Latch's breathing stayed wet and loud. Pain kept him from becoming calm. Pain also threatened to drop him.

Mark kept him upright.

The corridor ahead opened into a small maintenance pocket where air moved through a vent grate. Cool draft pulled smoke residue away. The draft felt clean enough to be tempting.

Temptation was poison.

The drain tested it by tightening under sternum.

Mark refused by making the pocket loud.

He kicked a loose metal ring into the vent grate so it clattered.

Clatter.

A harsh sound that would travel through the vent and force attention.

He didn't linger.

He used the pocket only as a breath reset for Latch and then moved on.

Latch's knee buckled once in the pocket, pain making his leg fail. Mark caught him by collar chain and shoved shoulder into his torso, taking more weight without fully lifting. Full lifts torqued ribs. Ribs were cracked.

He moved in shove-support.

The ear ringing remained needle-sharp, layered under all sounds. It made the corridor feel narrower than it was. He ignored it by trusting wall seam and heel counts.

Heel. Heel. Heel.

Inhale—two.

Exhale—two.

The chapter of nets and clamps had ended in one simple truth that the body would remember even if the mind refused to speak it aloud:

Some enemies were not meant to be fought last.

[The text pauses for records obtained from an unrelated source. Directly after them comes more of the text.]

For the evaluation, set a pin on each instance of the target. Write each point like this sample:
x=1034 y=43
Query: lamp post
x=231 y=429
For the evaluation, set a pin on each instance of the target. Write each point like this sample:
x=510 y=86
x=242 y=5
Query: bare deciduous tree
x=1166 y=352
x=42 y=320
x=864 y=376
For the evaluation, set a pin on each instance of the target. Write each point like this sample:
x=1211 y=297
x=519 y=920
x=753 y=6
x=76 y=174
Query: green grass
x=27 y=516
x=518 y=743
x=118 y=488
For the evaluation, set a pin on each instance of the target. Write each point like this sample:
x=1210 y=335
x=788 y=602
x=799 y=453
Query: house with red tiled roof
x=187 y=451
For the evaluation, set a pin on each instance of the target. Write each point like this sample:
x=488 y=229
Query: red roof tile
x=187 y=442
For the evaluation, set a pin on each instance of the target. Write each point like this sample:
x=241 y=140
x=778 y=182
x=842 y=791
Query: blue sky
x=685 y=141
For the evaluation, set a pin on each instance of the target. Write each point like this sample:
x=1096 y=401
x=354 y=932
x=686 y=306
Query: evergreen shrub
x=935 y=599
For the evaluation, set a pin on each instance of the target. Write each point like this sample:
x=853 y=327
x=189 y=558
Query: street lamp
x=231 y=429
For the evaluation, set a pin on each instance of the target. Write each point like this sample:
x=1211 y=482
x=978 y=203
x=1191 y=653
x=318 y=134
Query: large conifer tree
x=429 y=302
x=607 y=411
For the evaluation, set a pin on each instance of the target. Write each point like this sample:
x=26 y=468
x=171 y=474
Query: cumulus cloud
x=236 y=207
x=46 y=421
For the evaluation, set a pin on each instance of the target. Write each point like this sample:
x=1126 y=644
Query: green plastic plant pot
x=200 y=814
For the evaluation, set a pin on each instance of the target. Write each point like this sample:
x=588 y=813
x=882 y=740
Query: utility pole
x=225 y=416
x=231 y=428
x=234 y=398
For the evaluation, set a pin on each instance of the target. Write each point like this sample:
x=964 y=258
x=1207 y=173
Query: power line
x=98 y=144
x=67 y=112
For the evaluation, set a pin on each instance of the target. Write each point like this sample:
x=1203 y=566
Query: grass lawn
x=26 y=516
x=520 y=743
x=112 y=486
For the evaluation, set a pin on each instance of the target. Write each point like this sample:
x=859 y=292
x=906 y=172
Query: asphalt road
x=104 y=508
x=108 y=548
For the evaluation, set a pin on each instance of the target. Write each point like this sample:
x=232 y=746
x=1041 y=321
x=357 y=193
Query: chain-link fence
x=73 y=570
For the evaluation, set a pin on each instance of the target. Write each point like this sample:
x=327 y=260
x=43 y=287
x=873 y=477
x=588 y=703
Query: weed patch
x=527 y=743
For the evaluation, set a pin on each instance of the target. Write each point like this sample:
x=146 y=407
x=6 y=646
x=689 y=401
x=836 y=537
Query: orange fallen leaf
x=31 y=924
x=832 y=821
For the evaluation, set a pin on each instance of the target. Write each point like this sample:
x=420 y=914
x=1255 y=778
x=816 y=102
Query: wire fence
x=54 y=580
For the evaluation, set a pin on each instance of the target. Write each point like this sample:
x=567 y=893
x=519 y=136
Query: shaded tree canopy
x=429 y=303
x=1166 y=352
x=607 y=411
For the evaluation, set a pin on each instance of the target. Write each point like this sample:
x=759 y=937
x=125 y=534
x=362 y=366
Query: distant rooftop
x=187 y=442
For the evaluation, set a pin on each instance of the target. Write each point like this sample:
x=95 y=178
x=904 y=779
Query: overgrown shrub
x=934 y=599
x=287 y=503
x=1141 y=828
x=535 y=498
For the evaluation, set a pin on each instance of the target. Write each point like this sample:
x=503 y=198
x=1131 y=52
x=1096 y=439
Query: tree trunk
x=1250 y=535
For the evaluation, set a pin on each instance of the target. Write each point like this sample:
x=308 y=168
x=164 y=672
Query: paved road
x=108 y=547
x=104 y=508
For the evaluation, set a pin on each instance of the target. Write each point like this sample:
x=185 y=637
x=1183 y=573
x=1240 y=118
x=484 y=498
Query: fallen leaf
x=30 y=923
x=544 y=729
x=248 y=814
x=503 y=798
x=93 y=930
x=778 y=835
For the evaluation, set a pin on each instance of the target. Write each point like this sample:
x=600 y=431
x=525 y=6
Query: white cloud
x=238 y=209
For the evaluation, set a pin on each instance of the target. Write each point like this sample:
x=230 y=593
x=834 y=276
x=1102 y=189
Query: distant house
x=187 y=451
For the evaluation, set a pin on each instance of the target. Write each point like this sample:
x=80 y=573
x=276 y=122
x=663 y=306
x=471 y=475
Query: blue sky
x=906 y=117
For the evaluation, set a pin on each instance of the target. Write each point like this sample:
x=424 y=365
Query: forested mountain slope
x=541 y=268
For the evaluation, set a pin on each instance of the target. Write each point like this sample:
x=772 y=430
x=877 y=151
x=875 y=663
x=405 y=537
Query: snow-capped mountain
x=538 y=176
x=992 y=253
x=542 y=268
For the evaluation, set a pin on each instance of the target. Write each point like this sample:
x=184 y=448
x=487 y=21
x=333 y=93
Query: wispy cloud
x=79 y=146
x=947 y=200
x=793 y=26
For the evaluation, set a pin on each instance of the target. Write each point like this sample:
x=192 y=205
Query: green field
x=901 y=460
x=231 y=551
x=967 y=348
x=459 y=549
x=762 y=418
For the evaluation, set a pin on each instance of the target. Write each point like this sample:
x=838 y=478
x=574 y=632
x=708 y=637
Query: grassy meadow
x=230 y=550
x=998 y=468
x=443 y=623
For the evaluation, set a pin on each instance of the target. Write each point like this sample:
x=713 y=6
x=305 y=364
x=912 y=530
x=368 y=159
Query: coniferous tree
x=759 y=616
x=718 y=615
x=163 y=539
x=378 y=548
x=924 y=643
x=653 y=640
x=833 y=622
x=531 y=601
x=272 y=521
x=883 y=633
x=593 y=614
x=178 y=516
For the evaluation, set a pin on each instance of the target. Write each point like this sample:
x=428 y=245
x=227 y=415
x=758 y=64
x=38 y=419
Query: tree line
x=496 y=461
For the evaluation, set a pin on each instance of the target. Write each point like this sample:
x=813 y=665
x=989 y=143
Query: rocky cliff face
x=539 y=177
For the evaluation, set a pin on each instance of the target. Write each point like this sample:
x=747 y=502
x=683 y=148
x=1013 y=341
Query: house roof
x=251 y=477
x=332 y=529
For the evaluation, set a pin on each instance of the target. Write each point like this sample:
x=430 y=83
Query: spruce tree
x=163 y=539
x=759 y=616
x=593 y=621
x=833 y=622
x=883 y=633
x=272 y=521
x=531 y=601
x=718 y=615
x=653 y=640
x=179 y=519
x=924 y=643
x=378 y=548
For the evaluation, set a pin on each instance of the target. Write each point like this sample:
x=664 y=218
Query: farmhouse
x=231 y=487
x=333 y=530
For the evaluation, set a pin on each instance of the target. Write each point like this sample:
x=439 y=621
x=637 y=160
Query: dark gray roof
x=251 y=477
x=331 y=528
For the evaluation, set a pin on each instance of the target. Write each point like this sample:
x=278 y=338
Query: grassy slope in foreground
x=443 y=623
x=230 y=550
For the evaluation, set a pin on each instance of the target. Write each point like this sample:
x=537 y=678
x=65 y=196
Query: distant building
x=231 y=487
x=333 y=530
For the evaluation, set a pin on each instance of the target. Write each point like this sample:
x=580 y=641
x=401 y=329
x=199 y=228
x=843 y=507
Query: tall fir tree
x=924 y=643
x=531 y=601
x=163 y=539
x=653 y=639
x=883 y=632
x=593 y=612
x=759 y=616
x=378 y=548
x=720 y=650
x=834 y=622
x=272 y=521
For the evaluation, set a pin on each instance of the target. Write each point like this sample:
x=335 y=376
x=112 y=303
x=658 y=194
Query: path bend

Some were meant to be removed first because they erased consequences.

Healer first.

Always.

Because without the healer, wounds stayed wounds. Without the healer, refills remained decisive. Without the healer, the fortress couldn't afford to trade bodies as freely.

Mark kept moving deeper into Black corridors with a falchion heavy in his damaged right hand, a chain biting his torn left wrist, a chalk kit bruising his ribs, and a limping, bleeding guide on a collar ring whose pain had become a second clock.

Behind him, the bricked door clicked once more—final confirmation—and the corridor ahead began clicking too, as another set of bolts started cycling, promising that the next fight wouldn't be nets and clamps alone.

It would be whatever the building chose to add next, now that its safety net was gone.